Furthermore, as noted by Paul Groner, Daosui teachings on meditation "may have varied from standard T'ien-t'ai practices":Chih-li 知禮 (960-1028), a Sung dynasty monk who tried to reform the T'ien-t'ai School, noted that Tao-sui's teaching on T'ien-t'ai meditation practices deviated from the orthodox position. Chih-li's charge is especially interesting when it is juxtaposed with Saichō's statement that Tao-sui taught him how to realize the three views in an instant (isshin sankan) through a single word. This passage suggests that Tao-sui may have utilized Ch'an practices.Daosui's syncretism influenced the Japanese monk Saichō, who developed his new Japanese Tendai tradition in a similar syncretic direction, merging esoteric Buddhism with the Tiantai teachings.

== Works ==
Daosui authored several surviving works, including:

- Da panniepan jing shu siji 大般涅槃經疏私記 (Private Notes on the Commentary on the Mahāparinirvāṇa Sūtra, 10 fascicles)
- Weimojing shu siji 維摩經疏私記 (Private Notes on the Commentary on the Vimalakīrti Sūtra, 3 fasc.)
- Mohe zhiguan ji zhong yiyi 摩訶止觀記中異義 (Different Interpretations of the Mohe Zhiguan, 1 fasc.)

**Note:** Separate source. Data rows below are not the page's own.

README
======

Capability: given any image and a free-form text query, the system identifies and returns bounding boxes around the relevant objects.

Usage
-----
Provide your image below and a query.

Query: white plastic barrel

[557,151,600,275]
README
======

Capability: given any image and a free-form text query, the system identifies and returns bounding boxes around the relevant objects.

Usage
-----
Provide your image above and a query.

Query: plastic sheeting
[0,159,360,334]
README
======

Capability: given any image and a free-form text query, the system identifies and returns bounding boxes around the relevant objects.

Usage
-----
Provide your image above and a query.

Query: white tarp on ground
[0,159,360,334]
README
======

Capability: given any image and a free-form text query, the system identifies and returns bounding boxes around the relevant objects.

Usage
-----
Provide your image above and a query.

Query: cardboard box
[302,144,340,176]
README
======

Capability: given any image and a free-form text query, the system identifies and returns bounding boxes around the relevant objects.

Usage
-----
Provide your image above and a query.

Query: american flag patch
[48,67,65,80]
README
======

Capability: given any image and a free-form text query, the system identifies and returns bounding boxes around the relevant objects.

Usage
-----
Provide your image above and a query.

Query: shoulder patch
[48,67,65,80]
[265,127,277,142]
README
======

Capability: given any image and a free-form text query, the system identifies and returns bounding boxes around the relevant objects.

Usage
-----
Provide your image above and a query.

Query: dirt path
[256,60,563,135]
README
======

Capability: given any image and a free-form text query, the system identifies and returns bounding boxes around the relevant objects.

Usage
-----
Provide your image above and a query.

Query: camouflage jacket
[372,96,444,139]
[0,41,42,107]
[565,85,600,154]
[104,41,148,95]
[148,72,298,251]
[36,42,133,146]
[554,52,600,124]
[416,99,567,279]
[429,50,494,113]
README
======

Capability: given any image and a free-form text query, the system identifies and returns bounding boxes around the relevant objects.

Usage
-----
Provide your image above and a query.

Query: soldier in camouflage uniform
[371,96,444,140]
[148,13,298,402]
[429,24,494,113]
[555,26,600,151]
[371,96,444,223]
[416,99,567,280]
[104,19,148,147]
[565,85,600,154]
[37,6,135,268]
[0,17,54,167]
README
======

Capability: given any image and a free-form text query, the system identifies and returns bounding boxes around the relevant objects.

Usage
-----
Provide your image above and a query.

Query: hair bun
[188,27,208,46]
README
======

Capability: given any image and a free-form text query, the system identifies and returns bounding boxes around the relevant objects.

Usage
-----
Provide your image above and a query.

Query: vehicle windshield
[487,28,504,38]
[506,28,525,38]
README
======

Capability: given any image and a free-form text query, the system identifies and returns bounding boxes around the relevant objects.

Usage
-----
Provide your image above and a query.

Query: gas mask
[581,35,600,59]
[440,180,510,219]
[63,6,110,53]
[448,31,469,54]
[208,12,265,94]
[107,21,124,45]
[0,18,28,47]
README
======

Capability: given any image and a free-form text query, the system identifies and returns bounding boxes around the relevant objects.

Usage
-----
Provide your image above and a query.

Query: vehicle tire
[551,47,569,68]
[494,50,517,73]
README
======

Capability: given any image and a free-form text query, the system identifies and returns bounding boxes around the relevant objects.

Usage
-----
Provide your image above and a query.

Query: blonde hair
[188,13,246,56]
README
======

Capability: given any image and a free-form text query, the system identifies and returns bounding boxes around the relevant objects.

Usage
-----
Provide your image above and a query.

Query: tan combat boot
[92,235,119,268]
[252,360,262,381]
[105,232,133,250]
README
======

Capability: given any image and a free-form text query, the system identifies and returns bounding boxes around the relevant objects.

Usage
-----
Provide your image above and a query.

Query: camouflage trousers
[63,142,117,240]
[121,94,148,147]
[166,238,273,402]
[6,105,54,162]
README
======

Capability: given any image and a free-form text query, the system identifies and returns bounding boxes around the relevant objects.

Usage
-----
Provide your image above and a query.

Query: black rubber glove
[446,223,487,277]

There are also three surviving sub-commentaries to Zhanran's commentaries on Zhiyi's three major works which are attributed to Daosui. However, modern scholars are in disagreement regarding their attribution to the Chinese Daosui or to a Japanese monk named Dozui (d. 1157). According to Groner, "Tokiwa Daijo and Okubo Ryojun have offered convincing arguments for the thesis that the works are of Chinese origin, but the issue has still not been satisfactorily resolved."